Think of the Government Accountability Office (GAO), led by the Comptroller General, as the chief referee in this spending fight. This bill gives the GAO's rulings some serious weight. If the GAO looks into a situation and determines the Executive Branch is improperly withholding funds, courts and agencies now have to give that interpretation "substantial deference." That means the GAO’s word on how the budget rules should be followed carries far more authority than it did before. It also forces the Executive Branch to hand over records quickly if the GAO is investigating, ensuring Congress’s watchdog can actually do its job without bureaucratic delay. If the Executive Branch ignores the GAO’s ruling, Congress gets notified immediately, setting the stage for a legislative or legal showdown.
This is the part that will make every federal employee who handles appropriations sit up straight. The bill creates a brand new cause of action, allowing private citizens, states, counties, and even Tribal governments to sue the U.S. government if they are harmed by improperly withheld funds. Say a state was supposed to get federal funding for a specific infrastructure project, but the Executive Branch refused to release the money—that state can now sue. For the individual citizen, maybe they were supposed to receive a benefit that was held up. They can now sue the United States and the federal employees involved.

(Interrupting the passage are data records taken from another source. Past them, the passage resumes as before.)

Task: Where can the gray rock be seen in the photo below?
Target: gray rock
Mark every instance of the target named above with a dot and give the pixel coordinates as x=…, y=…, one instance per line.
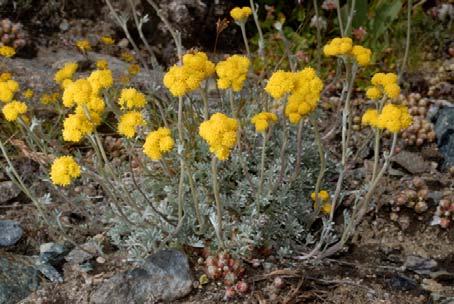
x=444, y=128
x=163, y=276
x=10, y=233
x=18, y=278
x=79, y=256
x=420, y=265
x=8, y=191
x=52, y=253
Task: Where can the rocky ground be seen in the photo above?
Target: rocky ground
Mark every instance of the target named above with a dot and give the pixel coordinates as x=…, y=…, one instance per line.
x=401, y=255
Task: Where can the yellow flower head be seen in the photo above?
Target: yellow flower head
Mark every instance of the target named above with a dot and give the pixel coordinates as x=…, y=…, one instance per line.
x=133, y=69
x=370, y=118
x=107, y=40
x=66, y=72
x=373, y=93
x=386, y=84
x=13, y=110
x=83, y=45
x=28, y=94
x=305, y=95
x=220, y=132
x=280, y=83
x=102, y=64
x=241, y=14
x=7, y=51
x=338, y=46
x=76, y=126
x=131, y=98
x=7, y=90
x=5, y=76
x=263, y=120
x=127, y=56
x=158, y=143
x=394, y=118
x=232, y=72
x=129, y=122
x=362, y=55
x=64, y=170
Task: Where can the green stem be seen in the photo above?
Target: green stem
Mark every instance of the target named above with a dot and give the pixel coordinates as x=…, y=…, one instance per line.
x=243, y=33
x=214, y=178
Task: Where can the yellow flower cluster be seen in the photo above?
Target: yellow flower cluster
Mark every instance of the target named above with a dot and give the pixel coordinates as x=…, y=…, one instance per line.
x=28, y=94
x=362, y=55
x=383, y=84
x=83, y=45
x=263, y=120
x=240, y=14
x=14, y=109
x=189, y=76
x=220, y=132
x=344, y=46
x=100, y=79
x=85, y=94
x=5, y=76
x=102, y=64
x=393, y=118
x=232, y=72
x=7, y=51
x=107, y=40
x=7, y=90
x=323, y=196
x=158, y=143
x=64, y=170
x=304, y=94
x=129, y=122
x=66, y=72
x=131, y=98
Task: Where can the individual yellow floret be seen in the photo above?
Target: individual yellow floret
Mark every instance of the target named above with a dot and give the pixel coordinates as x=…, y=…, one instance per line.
x=338, y=46
x=64, y=170
x=7, y=51
x=232, y=72
x=263, y=120
x=392, y=90
x=241, y=14
x=220, y=132
x=102, y=64
x=129, y=122
x=370, y=118
x=131, y=98
x=158, y=143
x=373, y=93
x=13, y=110
x=362, y=55
x=394, y=118
x=66, y=72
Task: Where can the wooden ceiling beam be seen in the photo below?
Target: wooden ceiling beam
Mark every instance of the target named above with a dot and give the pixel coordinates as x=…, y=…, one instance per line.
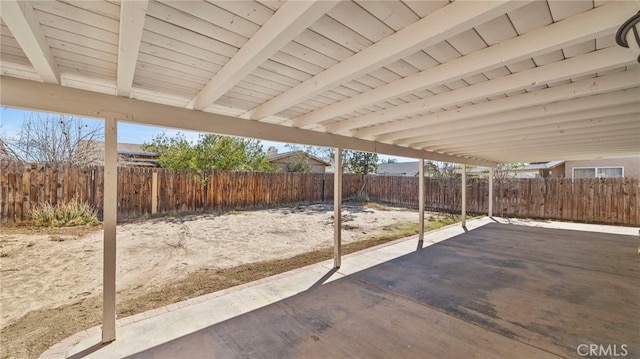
x=432, y=29
x=291, y=19
x=132, y=16
x=543, y=114
x=601, y=21
x=580, y=89
x=21, y=20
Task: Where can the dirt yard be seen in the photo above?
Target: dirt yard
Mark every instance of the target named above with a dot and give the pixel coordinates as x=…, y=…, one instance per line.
x=52, y=272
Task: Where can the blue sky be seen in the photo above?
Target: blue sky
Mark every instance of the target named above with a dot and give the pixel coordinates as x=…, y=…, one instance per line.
x=11, y=122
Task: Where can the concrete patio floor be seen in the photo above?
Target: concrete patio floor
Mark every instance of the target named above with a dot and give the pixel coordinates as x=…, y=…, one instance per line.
x=503, y=288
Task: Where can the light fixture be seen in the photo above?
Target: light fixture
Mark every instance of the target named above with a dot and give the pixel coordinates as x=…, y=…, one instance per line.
x=628, y=34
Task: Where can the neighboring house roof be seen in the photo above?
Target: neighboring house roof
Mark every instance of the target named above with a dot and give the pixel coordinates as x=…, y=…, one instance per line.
x=5, y=154
x=399, y=168
x=540, y=166
x=281, y=157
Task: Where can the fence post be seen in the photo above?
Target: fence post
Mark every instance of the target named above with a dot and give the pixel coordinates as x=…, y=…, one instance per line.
x=154, y=192
x=110, y=218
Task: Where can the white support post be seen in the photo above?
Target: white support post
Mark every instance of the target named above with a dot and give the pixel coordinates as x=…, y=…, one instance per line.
x=337, y=209
x=491, y=192
x=421, y=200
x=464, y=195
x=109, y=221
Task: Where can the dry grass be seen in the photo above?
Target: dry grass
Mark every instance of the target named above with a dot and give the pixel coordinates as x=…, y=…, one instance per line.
x=66, y=214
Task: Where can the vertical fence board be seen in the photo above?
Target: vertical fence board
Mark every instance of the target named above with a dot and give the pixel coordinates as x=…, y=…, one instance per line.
x=23, y=186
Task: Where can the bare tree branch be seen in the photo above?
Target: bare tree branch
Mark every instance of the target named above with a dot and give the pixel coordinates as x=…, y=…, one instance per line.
x=57, y=139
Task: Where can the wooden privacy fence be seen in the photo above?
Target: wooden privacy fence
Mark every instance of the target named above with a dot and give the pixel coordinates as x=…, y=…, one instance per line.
x=143, y=191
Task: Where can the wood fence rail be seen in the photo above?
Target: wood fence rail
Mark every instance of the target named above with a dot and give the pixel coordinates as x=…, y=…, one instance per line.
x=23, y=186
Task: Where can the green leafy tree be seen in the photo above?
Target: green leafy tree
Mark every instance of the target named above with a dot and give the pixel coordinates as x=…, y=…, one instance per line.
x=210, y=152
x=352, y=161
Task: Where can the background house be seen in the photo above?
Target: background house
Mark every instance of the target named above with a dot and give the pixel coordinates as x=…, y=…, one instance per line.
x=286, y=159
x=129, y=154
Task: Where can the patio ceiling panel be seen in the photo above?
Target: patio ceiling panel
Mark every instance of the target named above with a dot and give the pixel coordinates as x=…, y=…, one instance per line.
x=513, y=51
x=590, y=93
x=22, y=20
x=14, y=60
x=463, y=77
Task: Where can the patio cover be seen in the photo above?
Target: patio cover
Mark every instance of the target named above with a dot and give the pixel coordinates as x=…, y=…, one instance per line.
x=472, y=82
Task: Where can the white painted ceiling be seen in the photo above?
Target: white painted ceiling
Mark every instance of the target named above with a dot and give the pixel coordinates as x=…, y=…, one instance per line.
x=471, y=81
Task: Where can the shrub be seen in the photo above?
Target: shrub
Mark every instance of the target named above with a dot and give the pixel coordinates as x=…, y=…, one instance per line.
x=72, y=213
x=360, y=197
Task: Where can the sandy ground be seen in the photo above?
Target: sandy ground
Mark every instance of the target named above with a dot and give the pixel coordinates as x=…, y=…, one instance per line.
x=42, y=271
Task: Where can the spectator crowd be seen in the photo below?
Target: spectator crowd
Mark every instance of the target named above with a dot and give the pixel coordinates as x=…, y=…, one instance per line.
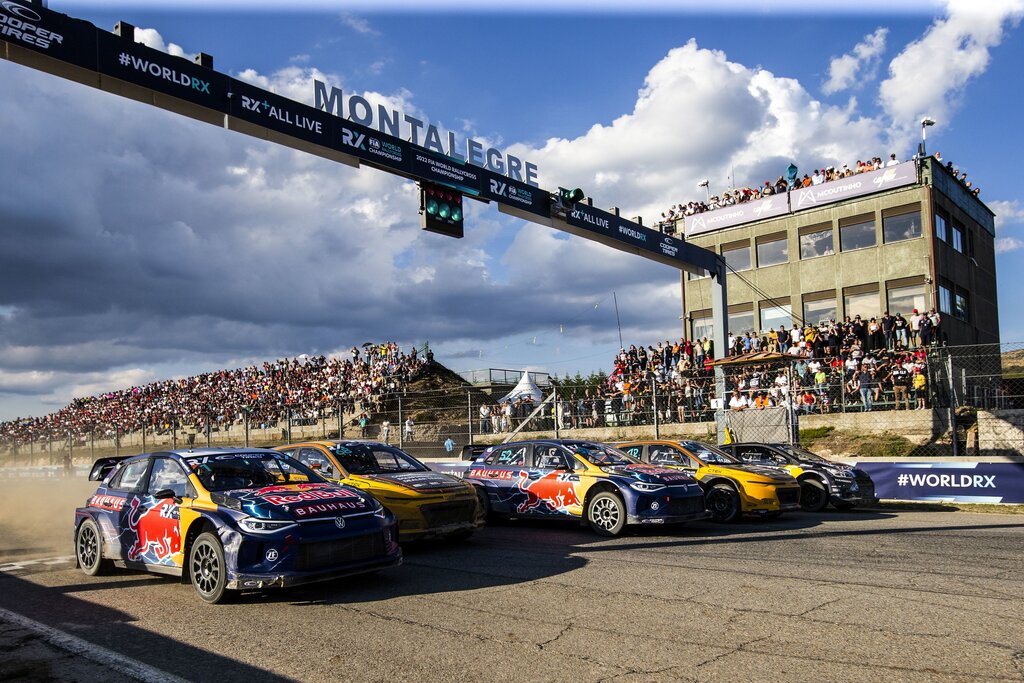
x=852, y=365
x=677, y=212
x=305, y=386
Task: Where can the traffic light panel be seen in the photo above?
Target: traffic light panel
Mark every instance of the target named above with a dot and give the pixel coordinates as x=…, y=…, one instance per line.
x=563, y=201
x=440, y=210
x=570, y=196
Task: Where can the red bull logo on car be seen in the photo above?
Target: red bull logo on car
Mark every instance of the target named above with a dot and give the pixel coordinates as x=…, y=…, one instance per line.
x=555, y=491
x=156, y=530
x=305, y=496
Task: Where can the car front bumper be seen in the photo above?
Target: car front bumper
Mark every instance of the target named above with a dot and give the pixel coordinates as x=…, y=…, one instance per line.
x=241, y=581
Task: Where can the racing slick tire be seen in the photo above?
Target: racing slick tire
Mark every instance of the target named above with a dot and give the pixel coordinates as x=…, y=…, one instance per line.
x=606, y=513
x=481, y=496
x=813, y=496
x=208, y=570
x=723, y=503
x=89, y=550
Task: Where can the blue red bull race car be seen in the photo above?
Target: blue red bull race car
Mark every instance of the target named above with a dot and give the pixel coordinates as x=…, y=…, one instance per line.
x=226, y=520
x=594, y=482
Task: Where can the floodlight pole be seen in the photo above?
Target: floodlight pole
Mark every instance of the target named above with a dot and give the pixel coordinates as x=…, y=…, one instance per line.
x=720, y=312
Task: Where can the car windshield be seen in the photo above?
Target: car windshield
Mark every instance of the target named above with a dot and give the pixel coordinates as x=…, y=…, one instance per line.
x=375, y=459
x=709, y=455
x=603, y=456
x=802, y=454
x=250, y=470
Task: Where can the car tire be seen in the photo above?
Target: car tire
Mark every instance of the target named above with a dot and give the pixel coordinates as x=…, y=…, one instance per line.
x=481, y=496
x=606, y=513
x=723, y=503
x=89, y=550
x=208, y=569
x=813, y=496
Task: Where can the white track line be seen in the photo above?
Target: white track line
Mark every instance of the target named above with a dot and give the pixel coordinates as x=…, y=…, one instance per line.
x=113, y=660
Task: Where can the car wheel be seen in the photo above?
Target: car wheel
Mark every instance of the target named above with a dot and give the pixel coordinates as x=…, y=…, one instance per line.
x=606, y=513
x=481, y=496
x=89, y=550
x=723, y=502
x=813, y=496
x=207, y=568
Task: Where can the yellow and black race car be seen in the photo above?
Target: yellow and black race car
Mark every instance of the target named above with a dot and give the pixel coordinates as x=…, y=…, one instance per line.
x=427, y=504
x=731, y=486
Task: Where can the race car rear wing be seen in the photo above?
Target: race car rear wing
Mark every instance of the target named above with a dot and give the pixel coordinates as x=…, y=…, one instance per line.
x=104, y=466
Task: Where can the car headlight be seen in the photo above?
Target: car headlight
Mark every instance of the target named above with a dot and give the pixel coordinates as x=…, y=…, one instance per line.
x=259, y=525
x=378, y=508
x=646, y=486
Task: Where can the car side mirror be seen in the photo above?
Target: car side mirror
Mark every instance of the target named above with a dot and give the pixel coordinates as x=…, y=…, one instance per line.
x=165, y=494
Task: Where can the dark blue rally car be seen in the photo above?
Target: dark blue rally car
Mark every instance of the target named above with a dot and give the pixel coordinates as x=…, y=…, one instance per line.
x=594, y=482
x=229, y=519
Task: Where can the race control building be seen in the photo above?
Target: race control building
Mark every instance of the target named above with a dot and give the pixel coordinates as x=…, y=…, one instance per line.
x=904, y=237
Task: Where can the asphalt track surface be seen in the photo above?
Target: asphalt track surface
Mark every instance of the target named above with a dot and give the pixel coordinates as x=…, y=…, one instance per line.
x=851, y=596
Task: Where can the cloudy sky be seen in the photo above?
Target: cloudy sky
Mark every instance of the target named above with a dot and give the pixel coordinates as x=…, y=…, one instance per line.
x=136, y=245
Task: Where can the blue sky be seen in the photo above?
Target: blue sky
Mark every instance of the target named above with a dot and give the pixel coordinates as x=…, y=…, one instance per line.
x=177, y=247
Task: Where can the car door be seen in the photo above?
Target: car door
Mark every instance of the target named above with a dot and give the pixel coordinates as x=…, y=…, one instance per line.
x=639, y=452
x=501, y=474
x=550, y=483
x=755, y=454
x=669, y=456
x=318, y=461
x=153, y=521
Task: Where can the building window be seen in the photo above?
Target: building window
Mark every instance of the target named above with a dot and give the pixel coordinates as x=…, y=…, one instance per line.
x=741, y=323
x=903, y=226
x=865, y=305
x=945, y=300
x=773, y=253
x=737, y=258
x=704, y=327
x=905, y=299
x=961, y=303
x=819, y=311
x=773, y=316
x=956, y=235
x=856, y=236
x=817, y=244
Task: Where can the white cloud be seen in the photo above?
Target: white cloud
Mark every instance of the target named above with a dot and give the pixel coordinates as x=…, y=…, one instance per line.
x=1007, y=213
x=863, y=62
x=699, y=115
x=1004, y=245
x=152, y=38
x=929, y=76
x=358, y=25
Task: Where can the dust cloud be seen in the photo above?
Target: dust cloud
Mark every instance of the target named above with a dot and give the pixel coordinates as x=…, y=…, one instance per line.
x=37, y=516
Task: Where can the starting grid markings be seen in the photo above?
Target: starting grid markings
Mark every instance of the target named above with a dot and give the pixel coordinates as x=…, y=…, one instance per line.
x=38, y=564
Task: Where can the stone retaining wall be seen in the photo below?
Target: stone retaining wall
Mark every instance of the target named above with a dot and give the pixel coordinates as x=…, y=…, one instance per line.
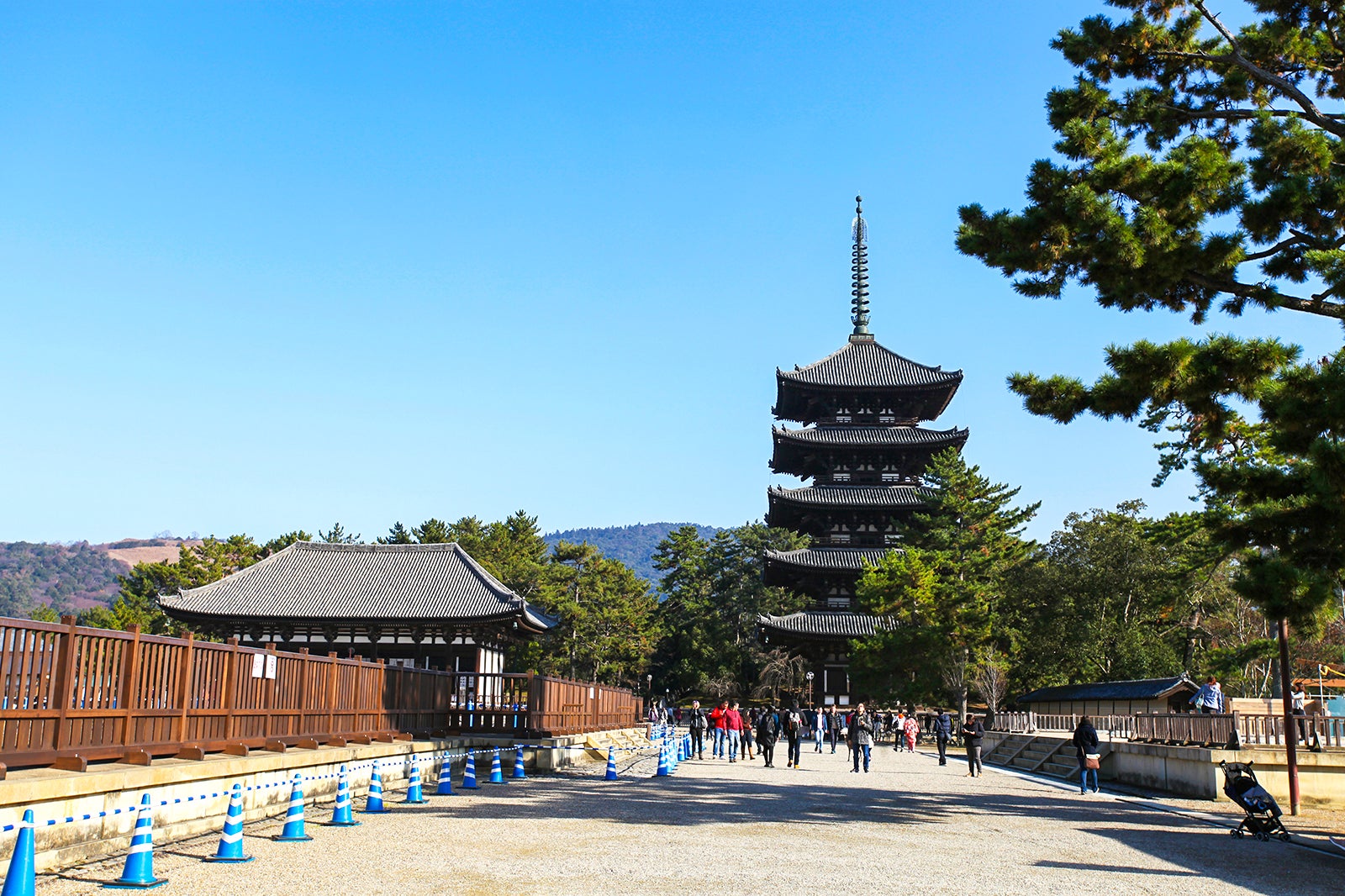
x=111, y=786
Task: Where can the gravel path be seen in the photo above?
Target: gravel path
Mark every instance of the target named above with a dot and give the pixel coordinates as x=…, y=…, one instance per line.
x=927, y=828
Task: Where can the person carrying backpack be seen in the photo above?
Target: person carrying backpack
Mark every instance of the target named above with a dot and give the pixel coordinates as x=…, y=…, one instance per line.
x=794, y=734
x=943, y=734
x=699, y=724
x=768, y=730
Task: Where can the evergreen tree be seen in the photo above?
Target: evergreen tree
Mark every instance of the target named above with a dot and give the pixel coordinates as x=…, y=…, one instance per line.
x=338, y=535
x=398, y=535
x=946, y=591
x=1203, y=163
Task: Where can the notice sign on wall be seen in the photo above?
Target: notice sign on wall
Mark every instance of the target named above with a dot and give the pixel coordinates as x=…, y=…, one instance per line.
x=264, y=665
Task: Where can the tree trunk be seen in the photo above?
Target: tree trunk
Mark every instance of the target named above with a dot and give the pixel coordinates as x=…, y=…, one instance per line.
x=1290, y=727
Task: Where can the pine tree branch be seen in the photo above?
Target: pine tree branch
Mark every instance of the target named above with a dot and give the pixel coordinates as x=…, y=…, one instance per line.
x=1313, y=306
x=1237, y=58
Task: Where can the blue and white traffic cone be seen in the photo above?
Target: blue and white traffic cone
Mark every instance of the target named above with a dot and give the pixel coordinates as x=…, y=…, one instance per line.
x=293, y=830
x=414, y=788
x=663, y=763
x=340, y=813
x=374, y=801
x=140, y=862
x=22, y=878
x=446, y=777
x=470, y=774
x=518, y=764
x=232, y=841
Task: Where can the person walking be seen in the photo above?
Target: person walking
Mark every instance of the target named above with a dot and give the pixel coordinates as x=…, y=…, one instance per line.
x=768, y=728
x=1210, y=698
x=733, y=730
x=972, y=734
x=697, y=724
x=1089, y=757
x=794, y=735
x=748, y=741
x=942, y=734
x=719, y=717
x=862, y=728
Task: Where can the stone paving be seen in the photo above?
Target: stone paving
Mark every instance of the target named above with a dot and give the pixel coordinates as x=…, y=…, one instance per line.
x=908, y=826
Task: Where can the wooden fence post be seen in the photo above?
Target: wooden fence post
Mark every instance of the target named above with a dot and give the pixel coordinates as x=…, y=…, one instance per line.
x=230, y=687
x=129, y=690
x=65, y=680
x=185, y=687
x=331, y=692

If you win your lawsuit, you get compensation, attorney’s fees, and court costs. Damages are the greater of your actual loss or a flat rate of $1,000 per violation. But here’s the kicker: if the court finds the government acted in bad faith when withholding the money, those damages are automatically tripled. This is a huge deterrent, designed to make agencies think twice before playing games with appropriated funds. For the federal employees involved, especially high-level political appointees, the stakes are even higher. If a court finds they knowingly violated the law, they can be held personally liable for paying those damages. Critically, the bill strips away standard legal shields like qualified immunity and sovereign immunity in these specific impoundment cases, meaning the person who made the decision could be on the hook financially.
For most people, this bill won't change how they file their taxes, but it could dramatically change how quickly federal programs get implemented. If you rely on a specific federal grant for your local community center, or if your small business is waiting on a specific loan program Congress funded, this bill ensures that the Executive Branch can’t just freeze those funds indefinitely. The threat of personal liability and triple damages means that federal managers and political appointees will likely be hyper-vigilant about releasing funds exactly as Congress intended. While this boosts accountability and ensures the money flows, it also creates a high-pressure environment for federal employees, who now face personal financial risk for making complex budgetary decisions. It’s a powerful move to check executive power, but it also means that the political heat from congressional disagreements is now being felt directly by the individuals running the agencies.